С развитием модерного национализма как основной оптики восприятия истории и политики в XIX в. империя утратила шанс стать, по выражению исследователей, «базовой концепцией современности» (по аналогии с государством, обществом и т. д.), несмотря на значимость и распространенность этого исторического феномена. Представители такого научного направления, как «новая имперская история», отмечают особую роль в дискредитации империи как политической категории европейского романтизма Нового времени. С распространением идеи национального суверенитета народ начали понимать как носителя этого суверенитета – следовательно, достойным гражданских прав и свобод, которые было невозможно получить в рамках империи. Врагом национально-освободительных движений в Европе XIX в. неизменно выступали империи – Австро-Венгерская, Российская, Османская. Поскольку революционные движения имели сильный романтический окрас, именно идеология романтизма сыграла огромную роль в изображении империи как врага свободы, прогресса, «тюрьмы народов» и т. д. В результате, как пишет Д.Ливен, «в истории нам, возможно, и удастся провести некоторое различие между “плохими” и “хорошими” империями. Однако к концу XX в. все империи согрешили против господствующих идеологий – демократии, принципов народного суверенитета и национального самоопределения – и потому были преданы проклятию. Именно это обстоятельство и стало основной причиной, почему XX век был свидетелем не просто распада империй, но полного исчезновения (впервые в истории!) с карты мира стран, которые ранее с гордостью называли себя империями»[180].

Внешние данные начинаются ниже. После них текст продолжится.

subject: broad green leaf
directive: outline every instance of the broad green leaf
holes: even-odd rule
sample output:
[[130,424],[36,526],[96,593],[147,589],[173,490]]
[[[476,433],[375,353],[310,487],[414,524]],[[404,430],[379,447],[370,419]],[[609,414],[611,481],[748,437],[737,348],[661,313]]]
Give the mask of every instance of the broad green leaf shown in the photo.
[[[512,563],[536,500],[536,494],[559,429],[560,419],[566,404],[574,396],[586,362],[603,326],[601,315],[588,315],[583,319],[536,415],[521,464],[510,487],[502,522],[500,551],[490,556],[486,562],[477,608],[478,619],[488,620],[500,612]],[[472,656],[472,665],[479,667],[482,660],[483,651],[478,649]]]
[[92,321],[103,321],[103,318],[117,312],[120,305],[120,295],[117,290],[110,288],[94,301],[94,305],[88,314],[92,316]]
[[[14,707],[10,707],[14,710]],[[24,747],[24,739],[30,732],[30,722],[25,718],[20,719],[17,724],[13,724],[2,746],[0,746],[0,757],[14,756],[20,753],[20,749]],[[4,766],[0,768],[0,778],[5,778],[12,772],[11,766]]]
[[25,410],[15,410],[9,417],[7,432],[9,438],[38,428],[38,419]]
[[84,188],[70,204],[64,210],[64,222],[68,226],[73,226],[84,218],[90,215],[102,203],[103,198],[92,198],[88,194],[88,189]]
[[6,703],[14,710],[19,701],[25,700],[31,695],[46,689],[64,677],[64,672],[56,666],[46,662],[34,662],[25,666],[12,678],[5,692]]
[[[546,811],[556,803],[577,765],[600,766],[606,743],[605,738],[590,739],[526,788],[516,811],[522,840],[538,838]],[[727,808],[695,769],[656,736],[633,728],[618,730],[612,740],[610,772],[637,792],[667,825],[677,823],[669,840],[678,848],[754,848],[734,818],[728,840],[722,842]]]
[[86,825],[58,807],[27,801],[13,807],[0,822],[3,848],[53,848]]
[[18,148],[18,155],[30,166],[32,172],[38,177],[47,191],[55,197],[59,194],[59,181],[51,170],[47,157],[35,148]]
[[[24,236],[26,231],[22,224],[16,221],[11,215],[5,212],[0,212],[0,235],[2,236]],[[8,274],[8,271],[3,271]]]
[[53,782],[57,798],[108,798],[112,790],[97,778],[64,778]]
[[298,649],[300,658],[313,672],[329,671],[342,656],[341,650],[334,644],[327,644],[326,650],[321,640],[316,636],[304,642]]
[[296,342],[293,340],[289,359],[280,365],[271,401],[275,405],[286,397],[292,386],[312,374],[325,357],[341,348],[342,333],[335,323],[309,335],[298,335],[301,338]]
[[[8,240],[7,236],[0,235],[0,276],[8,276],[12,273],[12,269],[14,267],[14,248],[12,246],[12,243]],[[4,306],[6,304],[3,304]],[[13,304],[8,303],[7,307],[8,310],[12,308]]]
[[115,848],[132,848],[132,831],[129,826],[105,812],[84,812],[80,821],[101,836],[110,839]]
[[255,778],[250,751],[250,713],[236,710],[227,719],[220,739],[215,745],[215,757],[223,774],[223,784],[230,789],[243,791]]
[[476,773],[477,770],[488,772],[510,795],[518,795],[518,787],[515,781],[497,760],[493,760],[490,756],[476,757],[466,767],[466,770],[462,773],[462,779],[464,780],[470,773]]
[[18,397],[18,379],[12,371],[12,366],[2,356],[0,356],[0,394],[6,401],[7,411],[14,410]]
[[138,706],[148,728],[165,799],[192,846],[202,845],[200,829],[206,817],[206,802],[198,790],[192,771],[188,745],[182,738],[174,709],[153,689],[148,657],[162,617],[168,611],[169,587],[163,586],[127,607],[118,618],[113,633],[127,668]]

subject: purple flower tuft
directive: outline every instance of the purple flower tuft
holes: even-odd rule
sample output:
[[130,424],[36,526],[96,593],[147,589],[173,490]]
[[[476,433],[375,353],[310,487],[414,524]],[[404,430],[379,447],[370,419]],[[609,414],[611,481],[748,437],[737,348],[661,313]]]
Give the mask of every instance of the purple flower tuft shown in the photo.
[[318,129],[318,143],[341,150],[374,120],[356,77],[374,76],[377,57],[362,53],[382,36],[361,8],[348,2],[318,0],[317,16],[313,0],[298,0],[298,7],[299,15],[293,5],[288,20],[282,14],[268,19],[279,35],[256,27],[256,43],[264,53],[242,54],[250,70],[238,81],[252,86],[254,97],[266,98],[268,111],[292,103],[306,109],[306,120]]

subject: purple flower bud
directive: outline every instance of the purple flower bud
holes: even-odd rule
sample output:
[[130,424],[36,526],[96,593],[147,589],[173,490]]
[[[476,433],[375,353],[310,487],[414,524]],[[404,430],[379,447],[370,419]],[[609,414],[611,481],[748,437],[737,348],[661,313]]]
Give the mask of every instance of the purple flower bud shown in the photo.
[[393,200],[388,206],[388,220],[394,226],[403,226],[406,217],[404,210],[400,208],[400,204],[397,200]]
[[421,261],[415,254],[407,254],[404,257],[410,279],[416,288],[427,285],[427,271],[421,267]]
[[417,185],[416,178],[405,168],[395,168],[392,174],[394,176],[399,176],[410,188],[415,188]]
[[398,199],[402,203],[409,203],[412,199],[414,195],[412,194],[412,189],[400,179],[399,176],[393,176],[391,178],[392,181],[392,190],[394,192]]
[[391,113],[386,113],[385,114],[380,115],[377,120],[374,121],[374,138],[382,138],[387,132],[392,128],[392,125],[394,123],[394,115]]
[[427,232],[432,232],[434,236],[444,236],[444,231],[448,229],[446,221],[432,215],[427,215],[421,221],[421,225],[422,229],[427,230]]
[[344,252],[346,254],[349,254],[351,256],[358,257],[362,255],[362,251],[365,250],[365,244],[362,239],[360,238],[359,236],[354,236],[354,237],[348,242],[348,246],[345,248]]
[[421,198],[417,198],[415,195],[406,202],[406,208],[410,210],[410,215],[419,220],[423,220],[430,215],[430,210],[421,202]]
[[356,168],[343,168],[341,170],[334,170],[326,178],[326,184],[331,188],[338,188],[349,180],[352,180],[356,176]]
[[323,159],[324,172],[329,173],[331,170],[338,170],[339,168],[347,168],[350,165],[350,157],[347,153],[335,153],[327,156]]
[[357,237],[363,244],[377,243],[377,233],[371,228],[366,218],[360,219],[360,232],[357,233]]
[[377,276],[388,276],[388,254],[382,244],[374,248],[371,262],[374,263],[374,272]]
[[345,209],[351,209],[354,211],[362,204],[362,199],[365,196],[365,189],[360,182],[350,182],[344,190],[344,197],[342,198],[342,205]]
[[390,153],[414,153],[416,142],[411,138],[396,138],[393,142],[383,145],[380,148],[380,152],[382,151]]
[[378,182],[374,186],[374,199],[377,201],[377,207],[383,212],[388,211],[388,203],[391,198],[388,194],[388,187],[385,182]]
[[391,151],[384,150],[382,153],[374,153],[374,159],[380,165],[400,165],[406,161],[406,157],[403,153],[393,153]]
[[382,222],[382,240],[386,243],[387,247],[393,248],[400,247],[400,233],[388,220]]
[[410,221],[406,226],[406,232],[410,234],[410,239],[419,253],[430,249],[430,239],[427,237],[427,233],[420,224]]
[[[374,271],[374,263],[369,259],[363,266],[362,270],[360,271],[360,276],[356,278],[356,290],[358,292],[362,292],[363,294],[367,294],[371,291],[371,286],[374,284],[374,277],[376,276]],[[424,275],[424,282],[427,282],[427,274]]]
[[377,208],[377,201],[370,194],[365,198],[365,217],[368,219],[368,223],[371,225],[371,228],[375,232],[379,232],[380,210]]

По словам Р. Суни, каждое национальное государство переживало момент, когда могло бы превратиться в империю: «Если центр будущей нации-государства оказался способен интегрировать население расширяющейся территории в систему легитимных политических связей с центром, то процесс можно определить как “нацие-государство-строительство”. Если же население оказало сопротивление такой интеграции, то будущий центр был обречен на строительство империи. Многие, если не все из старых национальных государств нашего времени прошли через стадию гетерогенных династических конгломератов, в которых политические отношения походили на имперские связи метрополии и периферии… Национальные государства и империи могут быть поняты как два полюса одного континуума, отличающиеся мобильностью, т. е. способные переходить друг в друга время от времени. Национальные государства могут казаться стабильными и гомогенными, но с ростом этнических, субэтнических и регионалистских движений они же предстают империями в глазах периферийного населения»[181].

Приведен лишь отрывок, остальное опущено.